BlaBlaCar may have cemented its status as France's first unicorn in 2015, but its enduring success as a tech giant stems from an engineering culture that consistently embraces technological experimentation and innovation to stay ahead of the curve. Operating in 21 countries, BlaBlaCar is a household name in Europe, Latam, and India, and a true multimodal mobility platform. Its services include long‑distance carpooling that links drivers with empty seats to passengers on the same route, its own intercity bus service (BlaBlaCar Bus), a bus‑and‑train ticket marketplace, and short‑distance ridesharing, together forming a single, integrated transportation network.
BlaBlaCar’s reliability backbone is a lean, five‑person SRE team embedded within a 40‑person “Foundations” group. Together, they empower over 200 engineers in:
This tight, focused setup keeps the platform robust and scalable.
For BlaBlaCar, infrastructure reliability and availability aren’t just technical concerns but business imperatives: any downtime directly impacts users’ ability to find rides and coordinate travel. Alerts serve as an early warning system for technical issues that could prevent drivers and passengers from connecting. Even brief outages can affect revenue and erode user trust. With operations spanning geographies and time zones, resilient infrastructure forms the invisible foundation behind millions of successful journey matches every day.
Even with a strong “you build it, you run it” culture enabled by a standardized observability stack and feature-level SLOs, mean time to recovery for high-urgency incidents is currently approaching 2 hours. Even with monthly trend reviews, it’s often difficult to correlate root causes across teams. “We see that even if we do monthly reviews with every team, sometimes it can be pretty hard to identify a clear action item we want to take to reverse a negative trend on alert fatigue. It’s quite a lot of work and analysis to get to the insight that is impactful,” says Damien Bertau, Engineering Manager, SRE Team.
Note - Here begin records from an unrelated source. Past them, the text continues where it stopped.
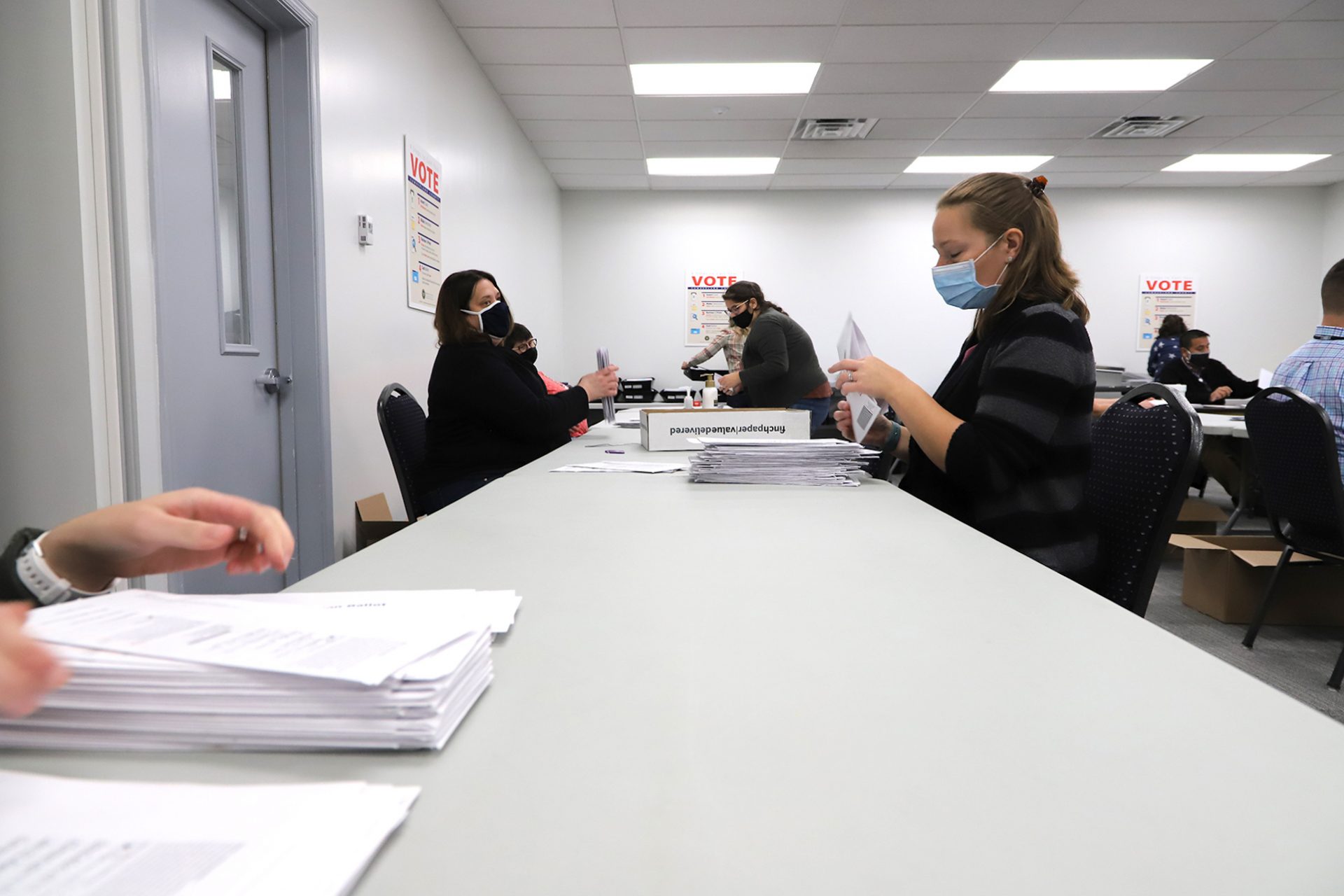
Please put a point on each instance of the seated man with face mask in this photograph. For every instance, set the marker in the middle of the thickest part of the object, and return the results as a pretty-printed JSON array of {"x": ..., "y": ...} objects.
[{"x": 1206, "y": 381}]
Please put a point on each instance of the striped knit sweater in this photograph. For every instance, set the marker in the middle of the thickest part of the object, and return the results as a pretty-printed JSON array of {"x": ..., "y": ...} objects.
[{"x": 1018, "y": 466}]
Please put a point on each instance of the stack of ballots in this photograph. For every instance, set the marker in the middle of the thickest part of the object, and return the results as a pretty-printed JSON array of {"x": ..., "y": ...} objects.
[
  {"x": 340, "y": 671},
  {"x": 781, "y": 461}
]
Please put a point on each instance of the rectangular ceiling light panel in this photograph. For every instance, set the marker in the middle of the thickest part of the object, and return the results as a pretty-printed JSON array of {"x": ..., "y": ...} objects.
[
  {"x": 1096, "y": 76},
  {"x": 722, "y": 78}
]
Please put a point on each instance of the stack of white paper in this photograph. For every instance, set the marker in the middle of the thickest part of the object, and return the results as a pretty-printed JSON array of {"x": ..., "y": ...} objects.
[
  {"x": 351, "y": 671},
  {"x": 66, "y": 837},
  {"x": 781, "y": 461}
]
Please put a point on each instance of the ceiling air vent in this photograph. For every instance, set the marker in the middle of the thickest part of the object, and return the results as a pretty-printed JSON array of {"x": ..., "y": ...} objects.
[
  {"x": 1135, "y": 127},
  {"x": 834, "y": 128}
]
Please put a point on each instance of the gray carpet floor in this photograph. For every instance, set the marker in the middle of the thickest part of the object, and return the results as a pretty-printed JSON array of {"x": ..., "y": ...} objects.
[{"x": 1294, "y": 660}]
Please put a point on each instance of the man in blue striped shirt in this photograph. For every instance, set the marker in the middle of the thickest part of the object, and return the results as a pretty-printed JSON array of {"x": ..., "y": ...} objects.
[{"x": 1317, "y": 368}]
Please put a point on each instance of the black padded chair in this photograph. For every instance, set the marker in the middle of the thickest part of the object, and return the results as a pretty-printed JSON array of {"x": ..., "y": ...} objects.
[
  {"x": 1142, "y": 460},
  {"x": 402, "y": 422},
  {"x": 1298, "y": 468}
]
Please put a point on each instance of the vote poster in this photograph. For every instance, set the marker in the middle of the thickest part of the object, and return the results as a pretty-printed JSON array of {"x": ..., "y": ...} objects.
[
  {"x": 1163, "y": 296},
  {"x": 424, "y": 216},
  {"x": 706, "y": 316}
]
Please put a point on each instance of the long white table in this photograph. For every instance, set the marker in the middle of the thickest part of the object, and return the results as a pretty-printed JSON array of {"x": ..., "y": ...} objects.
[{"x": 812, "y": 691}]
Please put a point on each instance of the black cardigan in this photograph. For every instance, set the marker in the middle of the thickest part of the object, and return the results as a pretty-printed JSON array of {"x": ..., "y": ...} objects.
[
  {"x": 489, "y": 413},
  {"x": 1200, "y": 384},
  {"x": 1016, "y": 468}
]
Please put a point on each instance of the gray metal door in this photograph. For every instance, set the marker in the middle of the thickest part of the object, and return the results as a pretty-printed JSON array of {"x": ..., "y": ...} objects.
[{"x": 219, "y": 388}]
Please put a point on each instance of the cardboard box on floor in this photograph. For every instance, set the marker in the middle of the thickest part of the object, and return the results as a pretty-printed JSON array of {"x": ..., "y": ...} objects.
[
  {"x": 673, "y": 429},
  {"x": 1226, "y": 577},
  {"x": 374, "y": 520}
]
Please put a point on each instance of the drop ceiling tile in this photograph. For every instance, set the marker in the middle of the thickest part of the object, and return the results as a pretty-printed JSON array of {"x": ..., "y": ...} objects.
[
  {"x": 1322, "y": 10},
  {"x": 1301, "y": 179},
  {"x": 1107, "y": 163},
  {"x": 1199, "y": 179},
  {"x": 885, "y": 13},
  {"x": 831, "y": 182},
  {"x": 843, "y": 166},
  {"x": 1043, "y": 147},
  {"x": 545, "y": 46},
  {"x": 1265, "y": 11},
  {"x": 1026, "y": 128},
  {"x": 936, "y": 43},
  {"x": 571, "y": 108},
  {"x": 761, "y": 182},
  {"x": 603, "y": 182},
  {"x": 761, "y": 130},
  {"x": 588, "y": 149},
  {"x": 869, "y": 148},
  {"x": 1224, "y": 125},
  {"x": 512, "y": 14},
  {"x": 636, "y": 14},
  {"x": 1296, "y": 41},
  {"x": 1203, "y": 41},
  {"x": 1268, "y": 74},
  {"x": 1059, "y": 105},
  {"x": 597, "y": 166},
  {"x": 1230, "y": 102},
  {"x": 1093, "y": 179},
  {"x": 909, "y": 77},
  {"x": 1282, "y": 144},
  {"x": 909, "y": 128},
  {"x": 718, "y": 108},
  {"x": 1328, "y": 106},
  {"x": 561, "y": 80},
  {"x": 1301, "y": 127},
  {"x": 552, "y": 131},
  {"x": 702, "y": 148},
  {"x": 889, "y": 105},
  {"x": 726, "y": 45},
  {"x": 1174, "y": 146},
  {"x": 926, "y": 182}
]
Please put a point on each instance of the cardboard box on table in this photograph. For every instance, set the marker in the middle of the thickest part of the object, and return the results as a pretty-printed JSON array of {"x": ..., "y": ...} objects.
[
  {"x": 673, "y": 429},
  {"x": 1226, "y": 577}
]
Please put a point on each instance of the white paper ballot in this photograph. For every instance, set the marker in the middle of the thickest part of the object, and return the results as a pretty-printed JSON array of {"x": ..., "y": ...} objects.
[
  {"x": 864, "y": 409},
  {"x": 69, "y": 837}
]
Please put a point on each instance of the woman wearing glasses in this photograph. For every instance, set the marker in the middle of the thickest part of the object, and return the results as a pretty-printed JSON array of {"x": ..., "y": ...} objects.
[{"x": 778, "y": 365}]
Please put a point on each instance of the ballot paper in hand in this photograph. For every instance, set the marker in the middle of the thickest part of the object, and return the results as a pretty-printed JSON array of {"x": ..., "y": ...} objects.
[
  {"x": 863, "y": 409},
  {"x": 69, "y": 837}
]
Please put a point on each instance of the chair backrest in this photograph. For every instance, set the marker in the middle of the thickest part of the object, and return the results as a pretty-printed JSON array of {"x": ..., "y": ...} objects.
[
  {"x": 1294, "y": 442},
  {"x": 402, "y": 422},
  {"x": 1142, "y": 460}
]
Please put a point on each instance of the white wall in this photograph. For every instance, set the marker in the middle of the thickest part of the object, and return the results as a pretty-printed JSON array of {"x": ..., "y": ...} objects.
[
  {"x": 386, "y": 70},
  {"x": 823, "y": 254},
  {"x": 46, "y": 438}
]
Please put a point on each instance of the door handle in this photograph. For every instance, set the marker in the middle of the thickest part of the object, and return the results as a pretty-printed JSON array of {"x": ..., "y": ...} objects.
[{"x": 272, "y": 381}]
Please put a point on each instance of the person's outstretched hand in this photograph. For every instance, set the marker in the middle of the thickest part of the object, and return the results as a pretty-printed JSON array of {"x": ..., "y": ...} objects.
[
  {"x": 27, "y": 669},
  {"x": 171, "y": 532}
]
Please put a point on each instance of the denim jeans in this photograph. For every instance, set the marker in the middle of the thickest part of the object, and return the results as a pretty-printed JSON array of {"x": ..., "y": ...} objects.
[{"x": 818, "y": 407}]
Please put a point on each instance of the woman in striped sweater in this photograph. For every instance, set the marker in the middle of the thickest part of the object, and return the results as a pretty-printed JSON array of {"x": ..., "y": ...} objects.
[{"x": 1004, "y": 442}]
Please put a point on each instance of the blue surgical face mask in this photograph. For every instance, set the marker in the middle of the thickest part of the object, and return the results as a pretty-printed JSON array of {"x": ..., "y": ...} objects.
[
  {"x": 495, "y": 318},
  {"x": 958, "y": 286}
]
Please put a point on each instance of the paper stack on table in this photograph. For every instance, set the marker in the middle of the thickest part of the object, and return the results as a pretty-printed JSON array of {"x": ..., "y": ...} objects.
[
  {"x": 783, "y": 461},
  {"x": 69, "y": 837},
  {"x": 349, "y": 671}
]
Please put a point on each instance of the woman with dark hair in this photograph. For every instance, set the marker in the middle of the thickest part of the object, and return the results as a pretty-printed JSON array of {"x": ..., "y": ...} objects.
[
  {"x": 778, "y": 365},
  {"x": 488, "y": 409},
  {"x": 1167, "y": 346},
  {"x": 1004, "y": 444}
]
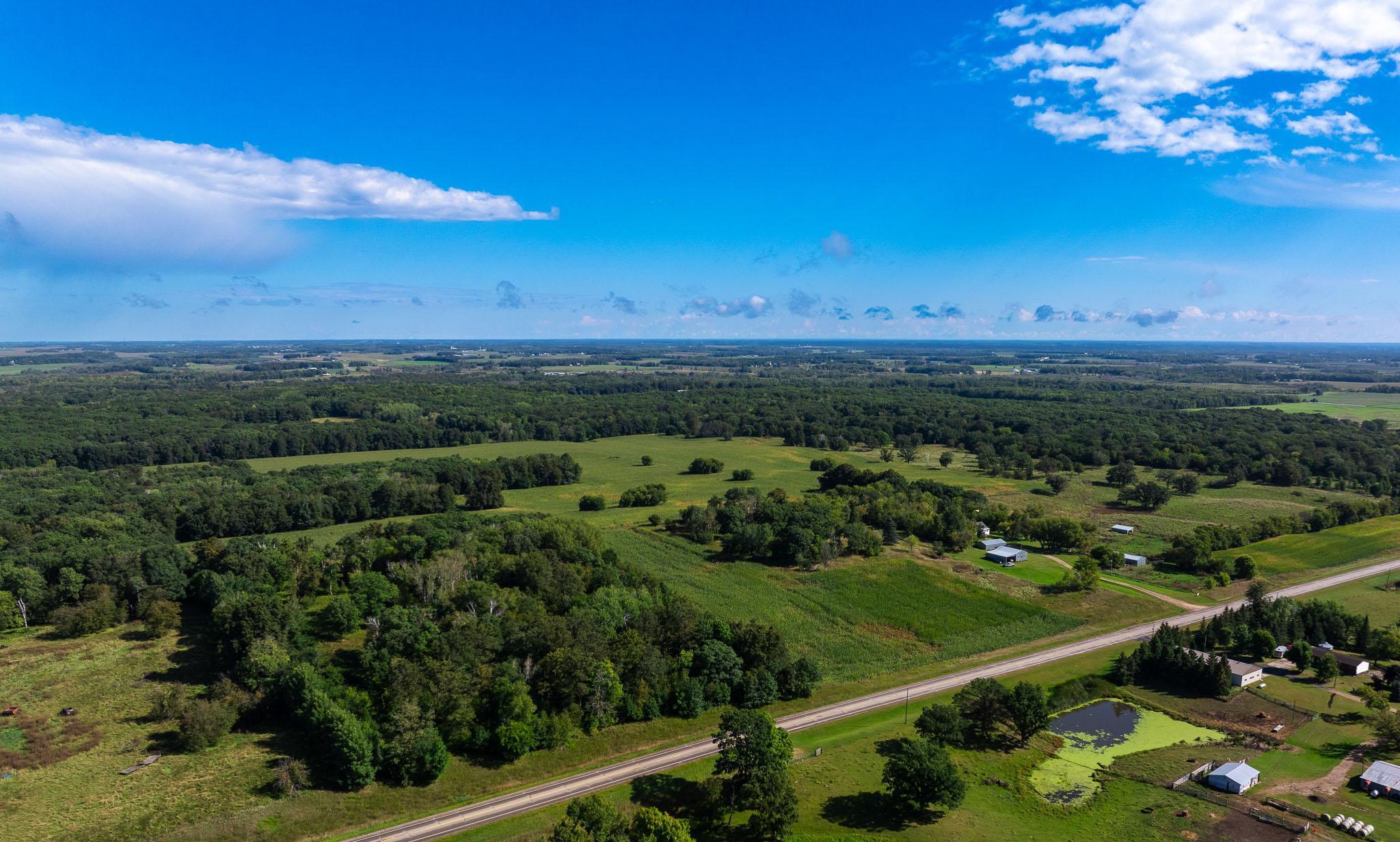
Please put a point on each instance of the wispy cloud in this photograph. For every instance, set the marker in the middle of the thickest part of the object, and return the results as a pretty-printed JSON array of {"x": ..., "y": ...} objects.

Rather than view this complexity as a blocker, BlaBlaCar sees an opportunity to evolve how teams respond. Damien explains, “What we struggle with most is finding the root cause, because our alerting is primarily based on symptoms. With so many interconnected services, multiple teams often detect issues simultaneously saying ‘I have a problem,’ ‘me too,’ but identifying where it originates costs us valuable time.” Maxime Fouilleul, Head of Foundations, adds: “We observe that scoping an issue when it occurs is really challenging. An SLO might be triggering alerts for one service, but the real problem could be in a dependency. Isolating the actual source takes time because we can’t immediately see which services are affected by a particular issue. The real challenge is effectively scoping the problem.”
Further, knowledge is unevenly distributed across the organization. “The maturity on Kubernetes is really different according to service teams,” notes Maxime. “Across our software engineering teams, Kubernetes maturity varies. Some teams are deeply experienced, while others are still building confidence with the fundamentals. That’s also why we’re exploring whether AI can help establish a consistent baseline for level one incident management, and, over time, surface learnings to support teams as they continue to ramp up and grow.”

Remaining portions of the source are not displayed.